One-liner removing duplicate lines

Damien_Wyart · 5 October 2005 20:11

Hello,

Converting from Perl to Ruby, I am trying to find an equivalent to this
Perl one-liner removing duplicate lines in a file (without sorting it at
first) :

perl -ne'$s{$_}++||print' infile >outfile

I guess uniq method could be used, but I can't find how.

Many thanks in advance,

···

--
Damien Wyart

Ryan_Leavengood · 5 October 2005 20:25

I tried creating a version that mimics the Perl one (because Ruby also
has the -n option), but in the end this seemed easier (and much more
readable):

ruby -e "puts IO.readlines(ARGV[0]).uniq" infile > outfile

So you are right about using uniq.

Ryan

···

On 10/5/05, Damien Wyart <damien.wyart@free.fr> wrote:

Hello,

Converting from Perl to Ruby, I am trying to find an equivalent to this
Perl one-liner removing duplicate lines in a file (without sorting it at
first) :

perl -ne'$s{$_}++||print' infile >outfile

I guess uniq method could be used, but I can't find how.

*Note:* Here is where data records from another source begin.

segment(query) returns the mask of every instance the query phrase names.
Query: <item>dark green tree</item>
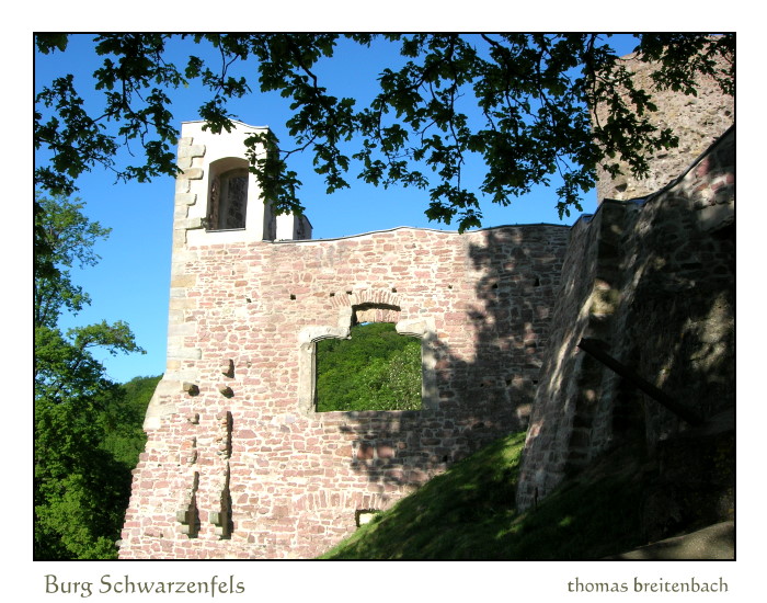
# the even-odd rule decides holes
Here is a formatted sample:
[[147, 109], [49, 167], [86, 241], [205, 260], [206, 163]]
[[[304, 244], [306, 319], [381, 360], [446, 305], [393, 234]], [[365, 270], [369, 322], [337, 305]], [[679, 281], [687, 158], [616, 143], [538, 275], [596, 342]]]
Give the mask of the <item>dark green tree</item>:
[[[185, 65], [168, 58], [178, 38], [192, 42]], [[734, 34], [638, 34], [636, 53], [657, 65], [661, 88], [695, 94], [698, 73], [734, 88]], [[341, 41], [362, 47], [398, 45], [403, 65], [379, 75], [379, 91], [365, 106], [339, 96], [320, 77]], [[39, 34], [38, 53], [66, 53], [68, 36]], [[213, 48], [206, 62], [192, 54]], [[595, 170], [620, 170], [618, 153], [637, 175], [646, 157], [676, 145], [669, 129], [649, 121], [651, 95], [636, 89], [625, 61], [600, 34], [108, 34], [94, 37], [103, 57], [95, 88], [103, 106], [89, 113], [71, 75], [61, 73], [37, 93], [36, 148], [49, 161], [36, 179], [55, 193], [71, 193], [76, 179], [96, 166], [118, 179], [145, 181], [175, 173], [171, 94], [199, 81], [209, 98], [199, 116], [214, 132], [234, 117], [228, 101], [277, 91], [290, 103], [289, 144], [274, 133], [249, 144], [266, 145], [266, 158], [250, 155], [264, 196], [278, 212], [300, 213], [300, 181], [288, 168], [290, 155], [313, 155], [328, 191], [348, 186], [347, 173], [366, 182], [419, 186], [430, 192], [425, 213], [459, 229], [479, 226], [480, 201], [507, 205], [537, 183], [559, 174], [560, 215], [580, 209], [595, 184]], [[204, 53], [199, 53], [204, 55]], [[247, 77], [231, 73], [244, 65]], [[255, 92], [254, 92], [255, 91]], [[591, 109], [609, 107], [603, 123]], [[145, 161], [118, 166], [123, 145], [138, 144]], [[485, 166], [479, 191], [461, 178], [469, 157]]]
[[124, 322], [61, 331], [62, 312], [90, 303], [70, 271], [98, 261], [93, 244], [108, 231], [66, 197], [38, 196], [36, 203], [35, 232], [47, 252], [36, 258], [34, 278], [34, 555], [114, 558], [130, 470], [102, 446], [101, 413], [117, 386], [92, 351], [140, 349]]

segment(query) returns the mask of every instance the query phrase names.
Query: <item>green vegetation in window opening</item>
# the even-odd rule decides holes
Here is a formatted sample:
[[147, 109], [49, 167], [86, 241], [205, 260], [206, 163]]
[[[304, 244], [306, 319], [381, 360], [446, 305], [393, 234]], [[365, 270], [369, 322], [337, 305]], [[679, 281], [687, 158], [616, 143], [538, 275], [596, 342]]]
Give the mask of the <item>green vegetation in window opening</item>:
[[317, 342], [317, 410], [417, 410], [421, 341], [388, 322], [352, 327], [352, 339]]

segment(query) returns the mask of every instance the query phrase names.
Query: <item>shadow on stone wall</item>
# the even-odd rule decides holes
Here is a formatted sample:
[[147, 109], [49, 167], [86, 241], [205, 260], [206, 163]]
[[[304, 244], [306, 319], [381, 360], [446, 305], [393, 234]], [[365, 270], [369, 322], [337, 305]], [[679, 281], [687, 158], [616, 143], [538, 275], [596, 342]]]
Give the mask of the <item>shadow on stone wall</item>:
[[[568, 236], [548, 232], [491, 229], [484, 244], [468, 247], [479, 302], [466, 308], [473, 350], [434, 343], [438, 409], [347, 413], [341, 431], [353, 439], [352, 467], [385, 498], [527, 429]], [[523, 368], [512, 374], [511, 365]]]

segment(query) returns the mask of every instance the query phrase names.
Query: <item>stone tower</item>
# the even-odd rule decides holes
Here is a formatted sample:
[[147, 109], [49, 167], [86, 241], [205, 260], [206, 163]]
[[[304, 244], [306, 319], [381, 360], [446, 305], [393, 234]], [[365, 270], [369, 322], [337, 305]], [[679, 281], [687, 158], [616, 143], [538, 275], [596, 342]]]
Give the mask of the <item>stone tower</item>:
[[[569, 228], [309, 239], [259, 198], [238, 123], [179, 145], [165, 374], [124, 559], [310, 558], [454, 462], [524, 430]], [[394, 323], [421, 409], [320, 412], [316, 343]]]

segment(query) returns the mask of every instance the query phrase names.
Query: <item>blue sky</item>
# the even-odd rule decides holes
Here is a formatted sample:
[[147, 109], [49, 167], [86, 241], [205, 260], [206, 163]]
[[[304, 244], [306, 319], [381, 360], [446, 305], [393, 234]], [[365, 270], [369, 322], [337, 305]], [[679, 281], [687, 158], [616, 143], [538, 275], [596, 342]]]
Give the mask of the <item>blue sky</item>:
[[[89, 106], [98, 107], [99, 96], [90, 82], [101, 59], [92, 52], [92, 37], [87, 34], [71, 36], [66, 53], [36, 57], [36, 88], [58, 75], [71, 72], [76, 78], [76, 88], [85, 102]], [[632, 39], [629, 38], [621, 46], [621, 52], [630, 52]], [[185, 65], [190, 50], [199, 53], [199, 48], [188, 45], [174, 49], [173, 56], [178, 57], [181, 67]], [[352, 95], [363, 103], [375, 92], [377, 73], [384, 67], [401, 60], [393, 45], [382, 43], [368, 50], [347, 44], [342, 45], [335, 57], [325, 61], [319, 72], [322, 83], [331, 93], [336, 96]], [[208, 96], [191, 87], [174, 91], [171, 98], [171, 112], [180, 129], [183, 121], [198, 118], [197, 109]], [[285, 141], [284, 124], [290, 115], [288, 104], [276, 93], [255, 92], [234, 101], [230, 107], [242, 122], [268, 125]], [[139, 152], [140, 149], [133, 148], [130, 151]], [[428, 203], [427, 191], [377, 189], [362, 181], [355, 182], [352, 175], [351, 189], [328, 195], [321, 177], [312, 171], [309, 155], [294, 156], [290, 166], [304, 183], [301, 201], [313, 226], [313, 238], [343, 237], [397, 226], [455, 228], [426, 219], [423, 212]], [[478, 171], [469, 170], [466, 178], [473, 178], [477, 183], [481, 181]], [[107, 374], [117, 382], [139, 375], [159, 375], [164, 371], [165, 363], [173, 179], [160, 178], [147, 184], [115, 183], [111, 172], [94, 170], [83, 174], [78, 186], [79, 192], [75, 196], [85, 203], [85, 214], [102, 226], [112, 228], [112, 234], [96, 248], [101, 255], [99, 265], [75, 274], [76, 282], [91, 295], [92, 305], [77, 317], [68, 317], [64, 325], [87, 325], [102, 319], [127, 321], [138, 344], [147, 353], [116, 357], [100, 355]], [[589, 193], [584, 213], [595, 209], [595, 193]], [[556, 202], [553, 186], [541, 186], [515, 200], [508, 207], [485, 203], [482, 205], [483, 226], [572, 224], [577, 215], [560, 220]]]

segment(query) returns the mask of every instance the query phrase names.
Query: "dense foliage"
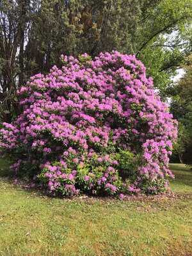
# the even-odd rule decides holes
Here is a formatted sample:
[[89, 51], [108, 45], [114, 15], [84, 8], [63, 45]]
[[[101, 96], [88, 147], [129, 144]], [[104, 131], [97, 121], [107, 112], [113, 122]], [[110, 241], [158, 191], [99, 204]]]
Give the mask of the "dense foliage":
[[[192, 56], [189, 56], [191, 62]], [[170, 111], [179, 123], [179, 137], [174, 145], [173, 160], [192, 164], [192, 65], [184, 67], [185, 74], [170, 88]]]
[[165, 97], [191, 51], [191, 6], [192, 0], [1, 0], [0, 122], [19, 112], [17, 88], [58, 65], [61, 54], [135, 54]]
[[116, 51], [61, 60], [21, 87], [22, 112], [1, 130], [17, 174], [63, 195], [166, 190], [177, 122], [144, 65]]

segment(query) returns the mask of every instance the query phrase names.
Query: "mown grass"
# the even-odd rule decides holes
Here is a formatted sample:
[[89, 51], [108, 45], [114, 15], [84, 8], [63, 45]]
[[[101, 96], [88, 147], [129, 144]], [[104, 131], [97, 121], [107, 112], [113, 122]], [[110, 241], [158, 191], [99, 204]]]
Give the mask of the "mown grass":
[[171, 165], [179, 196], [122, 202], [25, 191], [0, 164], [1, 256], [192, 255], [192, 172], [183, 165]]

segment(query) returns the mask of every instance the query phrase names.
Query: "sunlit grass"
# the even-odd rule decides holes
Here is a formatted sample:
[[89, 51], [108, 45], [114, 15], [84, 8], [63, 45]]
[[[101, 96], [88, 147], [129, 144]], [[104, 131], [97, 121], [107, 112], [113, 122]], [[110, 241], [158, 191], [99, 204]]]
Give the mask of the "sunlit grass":
[[192, 172], [182, 165], [171, 165], [171, 186], [183, 197], [145, 202], [48, 198], [12, 185], [1, 166], [1, 256], [192, 255]]

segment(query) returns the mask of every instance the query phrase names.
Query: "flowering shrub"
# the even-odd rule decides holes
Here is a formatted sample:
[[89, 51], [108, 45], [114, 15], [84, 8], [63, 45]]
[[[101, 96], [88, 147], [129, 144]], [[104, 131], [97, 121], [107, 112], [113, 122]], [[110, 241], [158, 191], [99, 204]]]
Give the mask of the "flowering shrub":
[[116, 51], [61, 60], [19, 90], [22, 113], [1, 129], [16, 173], [67, 196], [166, 190], [177, 123], [143, 65]]

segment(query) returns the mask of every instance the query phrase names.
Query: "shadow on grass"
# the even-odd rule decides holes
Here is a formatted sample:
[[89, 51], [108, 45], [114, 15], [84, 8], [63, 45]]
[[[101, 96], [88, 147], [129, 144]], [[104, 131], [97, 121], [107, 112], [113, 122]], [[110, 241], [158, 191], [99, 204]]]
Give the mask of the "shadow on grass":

Eric_Mahurin1 · 5 October 2005 20:31

Here is a pretty close translation that does what you want:

ruby -ne 's||={};s[$_]||print;s[$_]=true'

···

--- Damien Wyart <damien.wyart@free.fr> wrote:

Hello,

Converting from Perl to Ruby, I am trying to find an
equivalent to this
Perl one-liner removing duplicate lines in a file (without
sorting it at
first) :

perl -ne'$s{$_}++||print' infile >outfile

I guess uniq method could be used, but I can't find how.

Many thanks in advance,

--
Damien Wyart

__________________________________
Yahoo! Mail - PC Magazine Editors' Choice 2005

Simon_Kroger · 5 October 2005 20:37

Damien Wyart wrote:

Hello,

Converting from Perl to Ruby, I am trying to find an equivalent to this
Perl one-liner removing duplicate lines in a file (without sorting it at
first) :

perl -ne'$s{$_}++||print' infile >outfile

I guess uniq method could be used, but I can't find how.

true,

open(outfile, 'w'){|out| out << IO.readlines(infile).uniq.join}

cheers

Simon

Christian_Neukirche1 · 5 October 2005 20:39

Damien Wyart <damien.wyart@free.fr> writes:

Hello,

Converting from Perl to Ruby, I am trying to find an equivalent to this
Perl one-liner removing duplicate lines in a file (without sorting it at
first) :

perl -ne'$s{$_}++||print' infile >outfile

ruby -ne 'BEGIN{$s={}};$s[$_] ||= !puts($_)'

Not exactly nice, though.

···

Many thanks in advance,

Damien Wyart

--
Christian Neukirchen <chneukirchen@gmail.com> http://chneukirchen.org

Vincent_Foley · 5 October 2005 20:41

How about the uniq(1) program? uniq infile > outfile

Gyoung-Yoon_Noh1 · 5 October 2005 21:24

ruby -ne 'BEGIN{$s={}};$s[$_]=nil;END{puts$s}' infile > outfile

···

On 10/6/05, Damien Wyart <damien.wyart@free.fr> wrote:

Hello,

Converting from Perl to Ruby, I am trying to find an equivalent to this
Perl one-liner removing duplicate lines in a file (without sorting it at
first) :

perl -ne'$s{$_}++||print' infile >outfile

I guess uniq method could be used, but I can't find how.

Many thanks in advance,

--
Damien Wyart

--
http://nohmad.sub-port.net

W_James · 6 October 2005 02:11

Damien Wyart wrote:

Hello,

Converting from Perl to Ruby, I am trying to find an equivalent to this
Perl one-liner removing duplicate lines in a file (without sorting it at
first) :

perl -ne'$s{$_}++||print' infile >outfile

awk '!a[$0]++' infile >outfile

Damien_Wyart · 6 October 2005 04:31

Many thanks to everyone who responded, the answers are very interesting
and enlightening !

···

--
Damien Wyart

ToRA · 11 October 2005 15:56

ruby -e 'require "set" ; s = Set.new ; ARGF.each_line {|z| s.add?(z)
and puts(z) }' input > output

or even more verbose

ruby -e 'require "set" ; s = Set.new ; ARGF.each_line {|z| if s.add?(z)
then puts(z) end }' input > output

Tris

Stefan_Lang · 5 October 2005 20:31

or:
ruby -e 'puts ARGF.readlines.uniq' infile > outfile

···

On Wednesday 05 October 2005 22:25, Ryan Leavengood wrote:

On 10/5/05, Damien Wyart <damien.wyart@free.fr> wrote:
> Hello,
>
> Converting from Perl to Ruby, I am trying to find an equivalent
> to this Perl one-liner removing duplicate lines in a file
> (without sorting it at first) :
>
> perl -ne'$s{$_}++||print' infile >outfile
>
> I guess uniq method could be used, but I can't find how.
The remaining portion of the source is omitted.